ACO propose ainsi des caniveaux étanches menant à ses SAUL Stormbrixx. Depuis un an, la firme a ajouté le “dernier maillon de la chaîne”, selon Thomas Gaudebert, chef du marché Gestion des eaux pluviales chez ACO. Il s’agit d’un limiteur de débit de fuite à effet vortex. Construit sur mesure en acier inoxydable, le Q-brake® peut s'adapter à des regards carrés ou circulaires. Il est muni d'un système d’évacuation d’urgence déclenchable depuis la surface. En 2016, ACO a équipé l'aéroport de Marseille (à Marignane) de plus de 700 mètres de caniveaux à fente régulateurs de débit ACO QMAX. Pour le réaménagement du square Valin, près du port, la ville de La Rochelle a choisi un drainage par ACO Linedrain 200, plus discret dans un cadre à préserver. Le Stormbrixx SD a été déployé, entre autre, à Halluin, près de Lille, pour réaliser un bassin souterrain de 1.000 m³ pour la collecte et l’infiltration des eaux pluviales d’un lotissement.
Fränkische continue à développer ses SAUL Rigofill. Comme beaucoup de ses confrères, l’entreprise propose des systèmes complets allant du drainage à l’infiltration-rétention en passant par le prétraitement certifié de l’eau. A noter une nouveauté, que Fränkische présentera à Rennes début 2020. Cela consiste à équiper les bassins souterrains et autres techniques alternatives de gestion des eaux pluviales, de capteurs de niveau à ultrasons. La solution, proposée par Nivotech, une start up d’Aix-en-Provence, comprend des capteurs autonomes en énergie (jusqu'à trois ans) utilisant des réseaux basse consommation comme Sigfox ou Lora : les capteurs envoient leurs données à une plateforme dédiée à la gestion des eaux pluviales. « C’est la vraie valeur ajoutée : la plateforme propose une cartographie de tous les ouvrages (instrumentés ou non) avec une bibliothèque des dates d’installation, des contraintes de maintenance, un journal. Cela permet d’optimiser les interventions sur site, de comprendre la réaction du système aux précipitations et de mieux dimensionner les futures installations » explique Géraldine Rousseau. Nivotech gère la plateforme et, selon ses moyens en personnel et compétences, une commune pourra recevoir ses données analysées ou avoir un accès direct et individualisé à la plateforme. « D'ici la fin du mois de janvier 2020, tous nos clients ayant accepté de poser des capteurs pilotes pourront accéder à la plateforme gérer leurs parcs d’ouvrages et analyser les données remontées par les capteurs » précise Géraldine Rousseau.
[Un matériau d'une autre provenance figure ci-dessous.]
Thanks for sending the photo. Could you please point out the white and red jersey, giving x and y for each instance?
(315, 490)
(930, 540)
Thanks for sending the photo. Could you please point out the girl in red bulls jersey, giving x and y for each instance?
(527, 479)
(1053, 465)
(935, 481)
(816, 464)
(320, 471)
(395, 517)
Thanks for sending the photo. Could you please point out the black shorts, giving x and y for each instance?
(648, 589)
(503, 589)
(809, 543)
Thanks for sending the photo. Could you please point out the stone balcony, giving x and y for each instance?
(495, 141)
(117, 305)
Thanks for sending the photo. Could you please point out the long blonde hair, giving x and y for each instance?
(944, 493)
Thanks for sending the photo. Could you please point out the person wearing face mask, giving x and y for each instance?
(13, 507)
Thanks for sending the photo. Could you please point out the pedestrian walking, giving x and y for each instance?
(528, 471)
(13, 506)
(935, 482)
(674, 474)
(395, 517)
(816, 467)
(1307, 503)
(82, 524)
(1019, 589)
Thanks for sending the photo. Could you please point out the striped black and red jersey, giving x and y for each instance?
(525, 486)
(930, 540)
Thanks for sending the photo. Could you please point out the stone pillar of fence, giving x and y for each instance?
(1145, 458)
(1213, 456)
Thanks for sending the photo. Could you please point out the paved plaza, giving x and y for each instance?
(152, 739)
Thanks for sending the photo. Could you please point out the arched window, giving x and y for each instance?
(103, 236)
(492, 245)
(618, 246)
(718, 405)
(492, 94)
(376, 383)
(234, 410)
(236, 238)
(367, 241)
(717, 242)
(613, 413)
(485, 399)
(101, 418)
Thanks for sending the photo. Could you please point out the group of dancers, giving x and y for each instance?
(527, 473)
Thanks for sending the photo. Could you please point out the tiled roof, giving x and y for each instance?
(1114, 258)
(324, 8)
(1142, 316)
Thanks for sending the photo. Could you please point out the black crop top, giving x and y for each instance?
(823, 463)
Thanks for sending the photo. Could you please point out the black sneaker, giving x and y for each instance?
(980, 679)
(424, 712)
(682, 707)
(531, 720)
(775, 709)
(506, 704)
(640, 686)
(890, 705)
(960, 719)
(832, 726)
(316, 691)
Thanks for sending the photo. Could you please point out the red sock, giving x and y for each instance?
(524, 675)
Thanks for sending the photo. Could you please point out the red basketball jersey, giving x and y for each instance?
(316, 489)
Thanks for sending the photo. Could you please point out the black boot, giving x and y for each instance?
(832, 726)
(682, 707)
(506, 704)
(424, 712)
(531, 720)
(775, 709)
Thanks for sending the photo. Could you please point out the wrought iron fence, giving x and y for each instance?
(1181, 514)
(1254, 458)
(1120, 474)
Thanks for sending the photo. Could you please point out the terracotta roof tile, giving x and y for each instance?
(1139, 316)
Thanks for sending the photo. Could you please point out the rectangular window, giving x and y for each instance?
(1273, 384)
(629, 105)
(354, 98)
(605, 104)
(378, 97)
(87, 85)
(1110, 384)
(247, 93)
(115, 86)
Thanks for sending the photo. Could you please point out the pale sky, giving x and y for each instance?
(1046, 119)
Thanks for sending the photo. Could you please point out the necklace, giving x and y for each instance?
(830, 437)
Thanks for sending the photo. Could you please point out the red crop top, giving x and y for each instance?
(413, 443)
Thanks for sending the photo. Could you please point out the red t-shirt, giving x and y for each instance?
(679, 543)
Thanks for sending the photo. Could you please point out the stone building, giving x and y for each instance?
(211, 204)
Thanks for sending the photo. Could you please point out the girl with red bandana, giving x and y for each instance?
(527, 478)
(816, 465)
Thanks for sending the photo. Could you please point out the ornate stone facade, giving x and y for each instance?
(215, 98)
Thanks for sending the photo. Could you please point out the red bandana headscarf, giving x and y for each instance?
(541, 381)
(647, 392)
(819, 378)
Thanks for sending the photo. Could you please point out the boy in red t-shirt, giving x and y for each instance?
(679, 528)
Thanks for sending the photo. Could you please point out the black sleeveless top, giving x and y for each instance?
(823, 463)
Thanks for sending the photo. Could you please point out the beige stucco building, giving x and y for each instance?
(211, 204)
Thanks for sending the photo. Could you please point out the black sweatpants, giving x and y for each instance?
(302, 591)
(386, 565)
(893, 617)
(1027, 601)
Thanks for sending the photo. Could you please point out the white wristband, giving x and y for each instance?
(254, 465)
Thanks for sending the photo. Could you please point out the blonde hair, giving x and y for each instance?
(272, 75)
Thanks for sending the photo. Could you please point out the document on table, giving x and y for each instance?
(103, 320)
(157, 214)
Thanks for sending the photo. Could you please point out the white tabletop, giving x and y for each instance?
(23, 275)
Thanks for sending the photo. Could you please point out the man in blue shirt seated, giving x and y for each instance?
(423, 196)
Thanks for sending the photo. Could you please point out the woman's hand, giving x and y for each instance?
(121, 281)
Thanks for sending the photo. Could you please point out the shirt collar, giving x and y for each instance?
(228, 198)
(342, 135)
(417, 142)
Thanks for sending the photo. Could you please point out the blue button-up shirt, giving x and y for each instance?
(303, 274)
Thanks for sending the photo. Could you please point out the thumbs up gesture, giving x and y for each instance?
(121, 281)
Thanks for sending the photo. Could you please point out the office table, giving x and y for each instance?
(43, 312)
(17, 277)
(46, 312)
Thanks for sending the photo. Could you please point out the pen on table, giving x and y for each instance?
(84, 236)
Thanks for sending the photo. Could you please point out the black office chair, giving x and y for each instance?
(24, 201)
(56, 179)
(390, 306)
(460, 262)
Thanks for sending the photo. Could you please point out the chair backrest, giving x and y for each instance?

« Nos SAUL Rausikko Box n’ont pas sensiblement évolué techniquement mais la demande reste soutenue. Nous insistons surtout auprès des maîtrises d’ouvrage sur la nécessité d’un entretien adapté. Nos SAUL sont d’ailleurs les seules à être dotées d’un tunnel de sédimentation, et donc d’hydrocurage, dissocié du volume de stockage » insiste Cynthia Him, chef produit gestion des eaux pluviales et réseaux secs chez Rehau. La nouveauté chez Rehau s’appelle Rausikko One. Depuis quelques mois, la firme propose en effet une solution “clés en main” : des petits bassins de rétention constitués de Rausikko Box assemblées et revêtues de plaques de PP soudées en usine. D’une largeur fixe, ces bassins peuvent aller de quelques m³ à 40 m³, selon la hauteur et la longueur choisies. « Ils sont acheminés par camion, munis d’une sangle de déchargement et prêts à poser dans la fouille. On s’affranchit ainsi des contraintes habituelles de ce type de chantier, en particulier la pluie » explique Cynthia Him.
Certains industriels optent pour une tout autre approche : plutôt qu’acheminer les eaux pluviales vers un bassin, autant les infiltrer sur place. Funke, MEA ou Nidaplast proposent à cet effet des caniveaux infiltrants. A cela s’ajoutent des plaques de stabilisation du gazon ou du gravier (Aco, Nidaplast, Funke) ou des structures pour toits végétalisés.
Pour les zones collectées en système séparatif et lorsque le foncier est rare ou cher, le concept de la start-up F-Reg est approprié.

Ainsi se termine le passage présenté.